LLM-generated description; original version coded by hand but improvements have used LLMs --
This repository contains experiments with transformer language models, implementing a decoder-only architecture from scratch using PyTorch. The project focuses on training efficiency, performance optimization, and model evaluation.
The main experiment implements a GPT-style decoder-only transformer model trained on Wikipedia data.
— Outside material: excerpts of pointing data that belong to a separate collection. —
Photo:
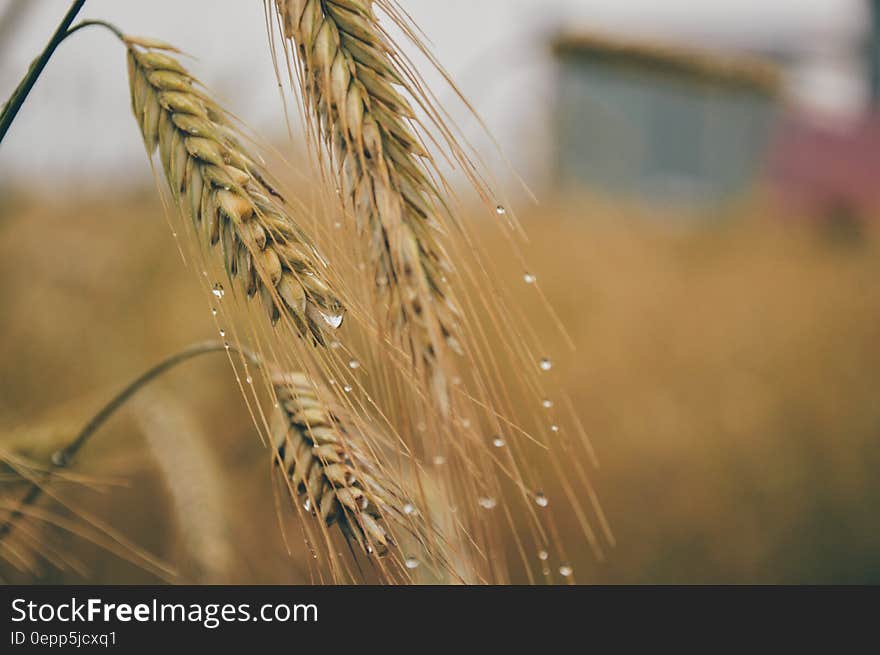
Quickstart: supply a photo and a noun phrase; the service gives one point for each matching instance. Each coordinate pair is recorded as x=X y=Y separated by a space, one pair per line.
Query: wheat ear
x=330 y=466
x=350 y=84
x=227 y=194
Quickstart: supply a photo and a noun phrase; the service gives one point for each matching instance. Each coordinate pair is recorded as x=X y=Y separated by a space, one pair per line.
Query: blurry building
x=662 y=124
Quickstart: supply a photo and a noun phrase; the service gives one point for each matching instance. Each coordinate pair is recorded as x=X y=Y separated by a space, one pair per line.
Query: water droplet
x=333 y=320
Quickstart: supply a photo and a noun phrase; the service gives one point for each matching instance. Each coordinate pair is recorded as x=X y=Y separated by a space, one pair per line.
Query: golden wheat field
x=727 y=376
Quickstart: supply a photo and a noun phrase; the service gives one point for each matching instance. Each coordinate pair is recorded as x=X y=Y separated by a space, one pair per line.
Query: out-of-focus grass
x=728 y=376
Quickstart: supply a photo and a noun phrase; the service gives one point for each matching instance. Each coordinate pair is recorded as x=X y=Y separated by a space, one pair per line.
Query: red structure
x=826 y=171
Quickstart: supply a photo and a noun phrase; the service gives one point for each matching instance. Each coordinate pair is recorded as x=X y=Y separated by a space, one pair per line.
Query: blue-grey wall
x=662 y=138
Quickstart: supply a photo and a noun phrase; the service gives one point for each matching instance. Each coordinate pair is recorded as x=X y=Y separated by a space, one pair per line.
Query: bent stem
x=16 y=100
x=62 y=457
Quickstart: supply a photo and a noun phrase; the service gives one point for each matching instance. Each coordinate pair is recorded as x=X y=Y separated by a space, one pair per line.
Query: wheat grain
x=330 y=467
x=350 y=81
x=227 y=194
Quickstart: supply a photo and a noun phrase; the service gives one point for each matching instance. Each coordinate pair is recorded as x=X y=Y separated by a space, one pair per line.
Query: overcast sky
x=77 y=119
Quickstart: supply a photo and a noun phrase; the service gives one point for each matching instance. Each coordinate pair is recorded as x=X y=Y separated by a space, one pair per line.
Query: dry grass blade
x=331 y=469
x=350 y=82
x=229 y=197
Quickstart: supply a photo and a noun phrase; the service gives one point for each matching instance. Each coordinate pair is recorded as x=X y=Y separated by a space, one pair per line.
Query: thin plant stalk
x=16 y=100
x=63 y=457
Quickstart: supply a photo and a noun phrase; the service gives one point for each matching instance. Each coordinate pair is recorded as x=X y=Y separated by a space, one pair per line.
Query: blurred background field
x=728 y=378
x=719 y=283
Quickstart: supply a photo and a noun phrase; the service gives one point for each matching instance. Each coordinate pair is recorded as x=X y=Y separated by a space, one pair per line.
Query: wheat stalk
x=331 y=468
x=227 y=194
x=349 y=82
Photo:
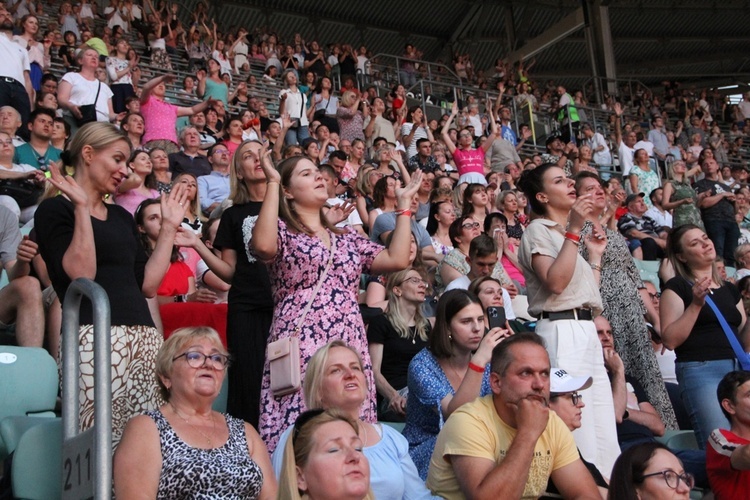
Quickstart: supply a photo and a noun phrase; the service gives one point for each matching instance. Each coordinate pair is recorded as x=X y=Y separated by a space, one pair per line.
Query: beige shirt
x=544 y=237
x=476 y=430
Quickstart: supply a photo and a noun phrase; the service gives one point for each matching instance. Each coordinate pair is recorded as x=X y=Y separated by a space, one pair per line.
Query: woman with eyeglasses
x=454 y=264
x=625 y=300
x=469 y=162
x=185 y=449
x=81 y=236
x=567 y=401
x=563 y=292
x=649 y=471
x=394 y=338
x=313 y=469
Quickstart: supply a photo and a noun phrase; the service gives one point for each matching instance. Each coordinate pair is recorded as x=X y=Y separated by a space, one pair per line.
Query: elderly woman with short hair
x=185 y=449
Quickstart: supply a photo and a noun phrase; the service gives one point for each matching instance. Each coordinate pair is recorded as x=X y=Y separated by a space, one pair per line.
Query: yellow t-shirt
x=476 y=430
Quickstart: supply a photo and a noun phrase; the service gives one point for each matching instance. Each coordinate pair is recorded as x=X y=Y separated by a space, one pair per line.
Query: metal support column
x=599 y=41
x=94 y=446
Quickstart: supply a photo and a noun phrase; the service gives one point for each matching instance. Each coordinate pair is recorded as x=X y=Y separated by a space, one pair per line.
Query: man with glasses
x=213 y=188
x=509 y=441
x=191 y=159
x=566 y=400
x=637 y=419
x=728 y=453
x=38 y=152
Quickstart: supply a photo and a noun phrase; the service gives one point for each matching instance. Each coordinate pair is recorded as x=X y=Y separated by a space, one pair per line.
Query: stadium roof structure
x=700 y=42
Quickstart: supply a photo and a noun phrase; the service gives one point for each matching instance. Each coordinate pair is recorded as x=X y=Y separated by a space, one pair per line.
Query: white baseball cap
x=561 y=382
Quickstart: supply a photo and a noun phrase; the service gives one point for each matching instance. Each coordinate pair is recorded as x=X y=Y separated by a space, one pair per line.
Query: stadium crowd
x=439 y=270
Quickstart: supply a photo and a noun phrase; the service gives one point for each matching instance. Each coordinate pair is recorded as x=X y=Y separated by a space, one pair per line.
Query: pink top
x=160 y=119
x=467 y=161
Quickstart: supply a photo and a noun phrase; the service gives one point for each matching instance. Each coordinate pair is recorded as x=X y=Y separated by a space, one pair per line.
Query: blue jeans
x=698 y=381
x=725 y=235
x=296 y=135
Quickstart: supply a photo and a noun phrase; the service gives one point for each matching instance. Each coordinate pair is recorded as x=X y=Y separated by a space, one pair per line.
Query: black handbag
x=88 y=111
x=25 y=193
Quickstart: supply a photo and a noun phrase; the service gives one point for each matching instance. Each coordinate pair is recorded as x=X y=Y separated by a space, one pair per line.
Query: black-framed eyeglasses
x=303 y=419
x=575 y=398
x=415 y=281
x=197 y=359
x=673 y=479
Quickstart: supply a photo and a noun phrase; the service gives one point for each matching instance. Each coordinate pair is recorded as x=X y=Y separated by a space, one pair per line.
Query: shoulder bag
x=283 y=355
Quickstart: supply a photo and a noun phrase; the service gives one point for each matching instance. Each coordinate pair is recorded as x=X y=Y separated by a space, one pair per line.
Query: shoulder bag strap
x=98 y=89
x=317 y=287
x=742 y=356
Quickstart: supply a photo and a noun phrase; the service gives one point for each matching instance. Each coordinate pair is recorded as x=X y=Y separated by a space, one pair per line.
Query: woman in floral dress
x=296 y=239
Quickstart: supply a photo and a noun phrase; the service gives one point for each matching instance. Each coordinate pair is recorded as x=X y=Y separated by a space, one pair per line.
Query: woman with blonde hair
x=250 y=306
x=350 y=119
x=395 y=337
x=335 y=381
x=313 y=472
x=193 y=215
x=81 y=236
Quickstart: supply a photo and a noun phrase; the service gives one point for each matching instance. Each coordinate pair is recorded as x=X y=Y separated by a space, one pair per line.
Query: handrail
x=102 y=459
x=376 y=64
x=600 y=83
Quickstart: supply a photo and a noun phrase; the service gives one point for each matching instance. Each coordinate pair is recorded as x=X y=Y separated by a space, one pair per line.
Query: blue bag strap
x=742 y=356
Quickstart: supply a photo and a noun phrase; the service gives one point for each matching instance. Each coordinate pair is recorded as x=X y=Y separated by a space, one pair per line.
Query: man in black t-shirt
x=716 y=201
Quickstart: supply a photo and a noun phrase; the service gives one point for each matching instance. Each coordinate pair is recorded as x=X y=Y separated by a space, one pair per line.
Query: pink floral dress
x=334 y=313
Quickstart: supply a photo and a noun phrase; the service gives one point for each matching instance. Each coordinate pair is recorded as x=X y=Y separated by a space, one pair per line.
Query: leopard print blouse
x=226 y=472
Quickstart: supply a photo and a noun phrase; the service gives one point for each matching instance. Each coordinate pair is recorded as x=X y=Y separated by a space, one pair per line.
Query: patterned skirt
x=134 y=387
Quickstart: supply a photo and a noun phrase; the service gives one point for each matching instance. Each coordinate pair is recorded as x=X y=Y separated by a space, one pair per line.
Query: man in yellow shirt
x=508 y=444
The implementation includes modern training techniques and optimizations for efficient learning.
- Architecture: Decoder-only transformer (GPT-style)
- Model dimension: 768 (configurable, tested up to 1024)
- Layers: 12 (tested with 24-layer configurations)
- Attention heads: 8 (tested with 16 heads)
- MLP dimension: 4x model dimension
- Context length: 512 tokens (configurable up to 1024)
- Vocabulary: ~50K tokens (GPT-2 tokenizer)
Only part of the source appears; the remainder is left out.